Publicado: Sexta, 31 de Janeiro de 2014, 13h54

Helio Waldman

Nos últimos dias 23 e 24 de janeiro, a Fapesp promoveu um evento sobre Excelência no Ensino Superior, com a participação de autoridades da CAPES, da Academia Brasileira de Ciências e da própria Fapesp, além de um seleto grupo de estudiosos do tema, que discutiram o cenário brasileiro e mundial, inclusive no que diz respeito à questão das Universidades de Classe Mundial ou "World Class Universities" (WCU's), tão apreciadas por todos os países, mas praticamente ausentes no Brasil.

Na ocasião, foi defendida a tese da diferenciação do nosso sistema de ensino, de maneira que algumas Universidades brasileiras sejam estimuladas a se tornarem WCU's mediante um aporte maior de financiamento e a concessão de mais autonomia para a atração de talentos e a agilização de procedimentos voltados para o avanço da pesquisa científica.

Motivados por esta Tese, que nos parece merecedora de consideração, pretendemos discutir aqui a chance da UFABC e de outras Universidades brasileiras se tornarem uma Universidade de Classe Mundial (WCU). A questão é complexa, pois ninguém sabe muito bem o que é uma WCU. Assim sendo, teremos que nos orientar por um referencial próprio, mas plausível, entendendo que uma Universidade é de classe mundial quando a sua produção científica for reconhecida mundialmente como significativa e de alto impacto. Assim, faremos a avaliação proposta com base nos indicadores de volume da produção da UFABC e de algumas Universidades que mais se destacaram no século XX, bem como do seu impacto na literatura científica. Esses indicadores são disponibilizados pelo ranking Scimago a partir da base de dados Scopus.
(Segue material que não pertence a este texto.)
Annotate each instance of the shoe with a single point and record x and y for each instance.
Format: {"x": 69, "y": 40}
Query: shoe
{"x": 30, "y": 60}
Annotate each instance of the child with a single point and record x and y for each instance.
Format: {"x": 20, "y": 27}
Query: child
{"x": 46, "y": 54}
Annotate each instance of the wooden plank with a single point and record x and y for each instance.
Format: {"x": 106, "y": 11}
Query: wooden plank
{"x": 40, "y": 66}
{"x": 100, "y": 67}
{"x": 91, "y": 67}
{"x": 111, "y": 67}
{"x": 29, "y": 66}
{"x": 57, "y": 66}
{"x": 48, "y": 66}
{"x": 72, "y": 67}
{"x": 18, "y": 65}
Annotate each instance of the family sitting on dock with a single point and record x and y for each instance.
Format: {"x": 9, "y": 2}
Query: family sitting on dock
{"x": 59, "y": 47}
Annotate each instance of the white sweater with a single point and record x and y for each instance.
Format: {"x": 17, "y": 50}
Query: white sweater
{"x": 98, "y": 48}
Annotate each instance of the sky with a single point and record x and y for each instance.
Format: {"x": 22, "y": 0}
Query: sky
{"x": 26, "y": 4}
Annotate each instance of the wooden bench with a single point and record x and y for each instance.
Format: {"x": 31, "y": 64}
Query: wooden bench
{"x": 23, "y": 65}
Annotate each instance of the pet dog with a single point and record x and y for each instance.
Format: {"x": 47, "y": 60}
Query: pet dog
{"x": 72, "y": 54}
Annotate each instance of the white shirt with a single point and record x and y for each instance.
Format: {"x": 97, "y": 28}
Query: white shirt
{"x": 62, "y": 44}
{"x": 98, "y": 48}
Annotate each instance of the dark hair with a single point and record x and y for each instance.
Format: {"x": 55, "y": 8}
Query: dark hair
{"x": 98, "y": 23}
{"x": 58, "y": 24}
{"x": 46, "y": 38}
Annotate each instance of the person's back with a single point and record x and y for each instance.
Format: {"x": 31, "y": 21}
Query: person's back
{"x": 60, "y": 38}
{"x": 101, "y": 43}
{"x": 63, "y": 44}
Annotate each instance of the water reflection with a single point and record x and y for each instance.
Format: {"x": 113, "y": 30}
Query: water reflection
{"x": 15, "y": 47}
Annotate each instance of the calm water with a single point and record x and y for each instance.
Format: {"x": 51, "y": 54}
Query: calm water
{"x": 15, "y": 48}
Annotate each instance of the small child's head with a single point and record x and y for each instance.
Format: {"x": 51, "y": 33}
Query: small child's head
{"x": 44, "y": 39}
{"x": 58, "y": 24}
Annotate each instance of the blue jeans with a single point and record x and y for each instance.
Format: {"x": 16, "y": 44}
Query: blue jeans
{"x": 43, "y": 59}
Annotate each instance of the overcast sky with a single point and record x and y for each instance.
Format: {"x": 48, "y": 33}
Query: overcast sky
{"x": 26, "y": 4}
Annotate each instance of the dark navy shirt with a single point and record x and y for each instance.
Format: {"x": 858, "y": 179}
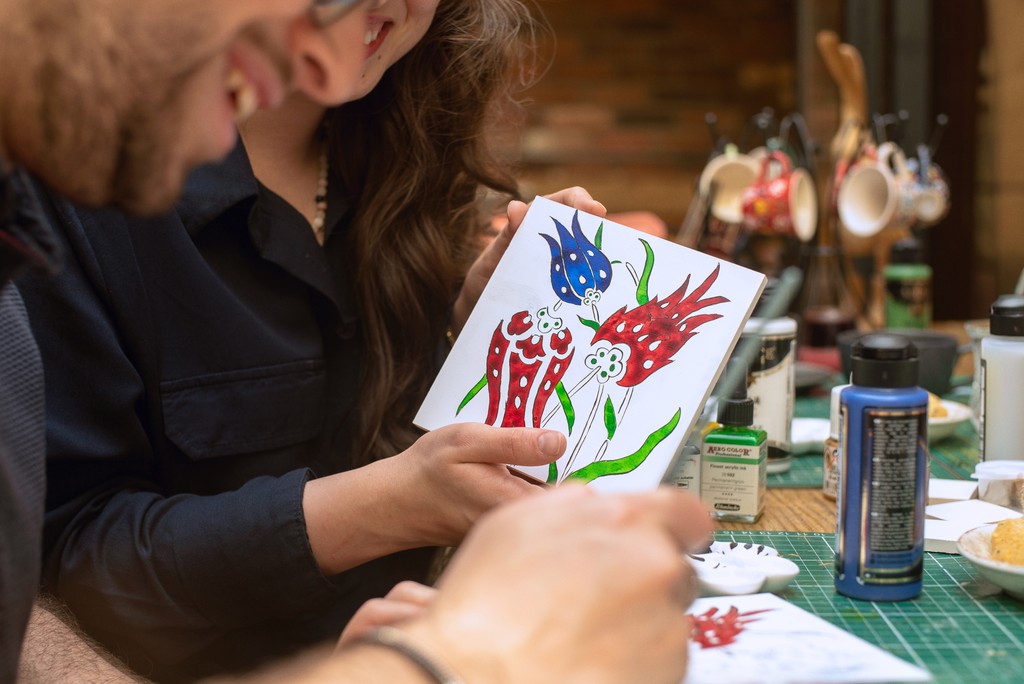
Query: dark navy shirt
{"x": 24, "y": 243}
{"x": 201, "y": 367}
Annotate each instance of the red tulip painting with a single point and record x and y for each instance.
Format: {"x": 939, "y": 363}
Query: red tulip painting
{"x": 625, "y": 387}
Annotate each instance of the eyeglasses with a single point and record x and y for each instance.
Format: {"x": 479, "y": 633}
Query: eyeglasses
{"x": 324, "y": 12}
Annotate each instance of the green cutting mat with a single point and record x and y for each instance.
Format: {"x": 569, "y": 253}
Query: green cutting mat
{"x": 953, "y": 458}
{"x": 961, "y": 629}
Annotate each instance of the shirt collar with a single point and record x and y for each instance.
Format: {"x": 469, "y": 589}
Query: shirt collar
{"x": 213, "y": 188}
{"x": 26, "y": 239}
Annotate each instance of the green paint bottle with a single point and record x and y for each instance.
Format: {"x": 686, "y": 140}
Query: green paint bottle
{"x": 733, "y": 461}
{"x": 908, "y": 287}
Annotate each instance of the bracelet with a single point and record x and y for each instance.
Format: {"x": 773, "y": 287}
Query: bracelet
{"x": 399, "y": 642}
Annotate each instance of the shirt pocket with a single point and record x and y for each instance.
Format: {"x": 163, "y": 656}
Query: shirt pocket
{"x": 252, "y": 410}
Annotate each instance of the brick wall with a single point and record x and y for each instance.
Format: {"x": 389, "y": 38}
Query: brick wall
{"x": 622, "y": 109}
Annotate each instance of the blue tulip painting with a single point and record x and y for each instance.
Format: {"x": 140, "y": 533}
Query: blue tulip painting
{"x": 580, "y": 271}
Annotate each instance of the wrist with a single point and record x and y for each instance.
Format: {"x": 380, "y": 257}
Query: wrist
{"x": 419, "y": 658}
{"x": 464, "y": 651}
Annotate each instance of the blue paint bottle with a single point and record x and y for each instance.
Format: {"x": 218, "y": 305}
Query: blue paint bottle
{"x": 880, "y": 528}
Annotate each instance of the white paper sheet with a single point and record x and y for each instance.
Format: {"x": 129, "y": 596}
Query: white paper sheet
{"x": 775, "y": 641}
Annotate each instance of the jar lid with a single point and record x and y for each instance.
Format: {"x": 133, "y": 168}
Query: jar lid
{"x": 1008, "y": 315}
{"x": 884, "y": 359}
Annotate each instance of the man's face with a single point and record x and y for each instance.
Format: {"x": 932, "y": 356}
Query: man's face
{"x": 115, "y": 100}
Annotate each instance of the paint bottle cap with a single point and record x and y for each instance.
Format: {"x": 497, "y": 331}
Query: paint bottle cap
{"x": 1008, "y": 315}
{"x": 737, "y": 409}
{"x": 884, "y": 359}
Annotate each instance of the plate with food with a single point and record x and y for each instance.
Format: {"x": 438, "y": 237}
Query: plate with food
{"x": 944, "y": 417}
{"x": 996, "y": 551}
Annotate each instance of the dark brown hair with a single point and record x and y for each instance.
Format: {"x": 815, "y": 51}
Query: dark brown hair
{"x": 414, "y": 156}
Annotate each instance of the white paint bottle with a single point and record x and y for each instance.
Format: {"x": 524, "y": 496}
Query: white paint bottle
{"x": 1001, "y": 426}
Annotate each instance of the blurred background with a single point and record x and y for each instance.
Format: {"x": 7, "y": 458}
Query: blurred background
{"x": 624, "y": 109}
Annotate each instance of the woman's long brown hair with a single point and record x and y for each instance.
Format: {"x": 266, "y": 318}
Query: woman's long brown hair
{"x": 414, "y": 156}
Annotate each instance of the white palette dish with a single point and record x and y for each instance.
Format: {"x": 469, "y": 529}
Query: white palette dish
{"x": 732, "y": 568}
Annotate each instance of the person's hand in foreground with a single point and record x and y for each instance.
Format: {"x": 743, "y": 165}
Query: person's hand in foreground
{"x": 571, "y": 586}
{"x": 484, "y": 265}
{"x": 568, "y": 586}
{"x": 429, "y": 495}
{"x": 406, "y": 601}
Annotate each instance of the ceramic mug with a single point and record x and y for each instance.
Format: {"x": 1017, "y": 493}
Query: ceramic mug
{"x": 781, "y": 201}
{"x": 933, "y": 190}
{"x": 879, "y": 191}
{"x": 723, "y": 181}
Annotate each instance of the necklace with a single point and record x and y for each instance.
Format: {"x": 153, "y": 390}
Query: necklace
{"x": 321, "y": 216}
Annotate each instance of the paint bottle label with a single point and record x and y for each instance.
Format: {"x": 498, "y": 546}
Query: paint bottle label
{"x": 830, "y": 468}
{"x": 733, "y": 479}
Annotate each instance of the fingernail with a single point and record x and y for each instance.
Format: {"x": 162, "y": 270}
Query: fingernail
{"x": 551, "y": 443}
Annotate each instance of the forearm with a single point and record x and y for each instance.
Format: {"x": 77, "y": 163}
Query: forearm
{"x": 359, "y": 515}
{"x": 356, "y": 665}
{"x": 56, "y": 650}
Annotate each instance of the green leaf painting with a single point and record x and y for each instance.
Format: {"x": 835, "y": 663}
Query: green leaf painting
{"x": 566, "y": 401}
{"x": 642, "y": 296}
{"x": 609, "y": 417}
{"x": 473, "y": 392}
{"x": 629, "y": 463}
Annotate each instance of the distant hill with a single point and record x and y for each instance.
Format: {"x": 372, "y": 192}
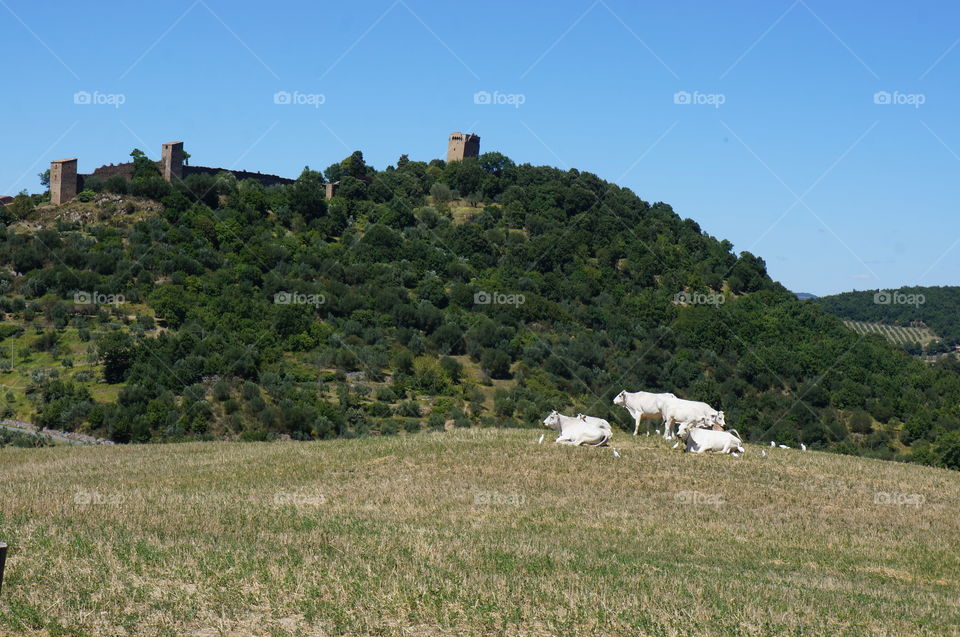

São eles: o indicador "Output", que denota o número de artigos publicados numa janela de cinco anos que termina no penúltimo ano antes do ano de referência (por exemplo, na janela 2007-2011 para o indicador de 2013); e o indicador NI ("Normalized Impact"), que representa a média do número de citações desses artigos, normalizada em relação à média mundial na área de cada artigo.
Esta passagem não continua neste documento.